クルマの第一印象を決めるデザインによって、こんなにも反応が違うのか——eKクロススペースのボディ前後をリニューアルし、併せて車名をデリカミニに変えた効果をもっとも実感しているのは、ほかでもない三菱自身かもしれない。というのも、デリカミニは東京オートサロンでのアンベール以来、発売までに1万6000台もの予約注文を獲得したのだから。メーカーだけでなく、販売会社も良い手応えを感じているという。
フロントマスクが変更されてリアガーニッシュにDELICAのレリーフが追加され、外観のイメージが刷新された。eKクロススペースはデザインを理由に女性から敬遠されることが多く、スリップ時に駆動力配分を制御するグリップ・コントロール、高速道路で車速と車線維持を支援するマイパイロット、320mmに達する後席スライド量など、多くのセールスポイントを身につけていながらも「それらが消費者、とくにターゲットのファミリー層に伝わっていなかった」と同社・商品戦略本部の中村祥介さんは振り返る。

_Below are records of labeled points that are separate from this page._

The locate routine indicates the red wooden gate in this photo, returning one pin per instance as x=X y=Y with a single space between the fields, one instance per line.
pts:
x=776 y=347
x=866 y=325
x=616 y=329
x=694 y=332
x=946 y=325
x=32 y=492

今回の手直しでパワートレインや駆動系は変わっていないが、よりアクティブな印象をかもし出す狙いで4WD車に15インチタイヤ&アルミホイールが新採用された。これに伴って車高は8mm上昇。足まわりのセッティングはバネをそのままに、クロスカントリー路でもフラットに走れるようダンパーが刷新された。同社・第一車両技術開発本部の鳥居陽一さんによると「ダンパーは伸び側を硬く、縮み側を柔らかくした」とのこと。現行eKシリーズは日産が設計&開発を担ったため、メカ部分の調整範囲(許容値)を日産に確認しながらも、ダンパー再設定は三菱が自ら行ったそうだ。
外観リニューアルと足まわりの設定変更という大掛かりな手直しについて、社内では「本当に結果を出せるのか。上手くいくのか」と疑問視する声もあって議論が繰り返された。しかし、発売前にユーザーを集めて実施されたクリニック調査で良い評価を得られ、これが開発陣の背中を押した。いざ予約受付を開始するとその台数は順調に積み上がり「『いい波が来ている』と若い社員を中心にモチベーションが上がっている」と鳥居さんは頬を緩める。
元々eKクロススペースはアイポイントが高いため見晴らしは良好だが、8mmの車高アップで視点はいっそう高まった。ダンパー変更のおかげで車高アップに伴うコーナリング時の不安感は抑えられているが、やや突っ張った印象があってマンホールの上を通過した時の突き上げは強めだ。とはいえ、全高の高いクルマで足まわりをソフトに仕上げてしまうとロール量が増えて怖さを感じさせることになり、バランスを取るのは難しそう。
20年からeKクロススペースを販売してきたものの、マーケットで存在感を打ち出せなかった三菱はオリジナリティあふれるデリカミニで一発逆転を実現するに違いない。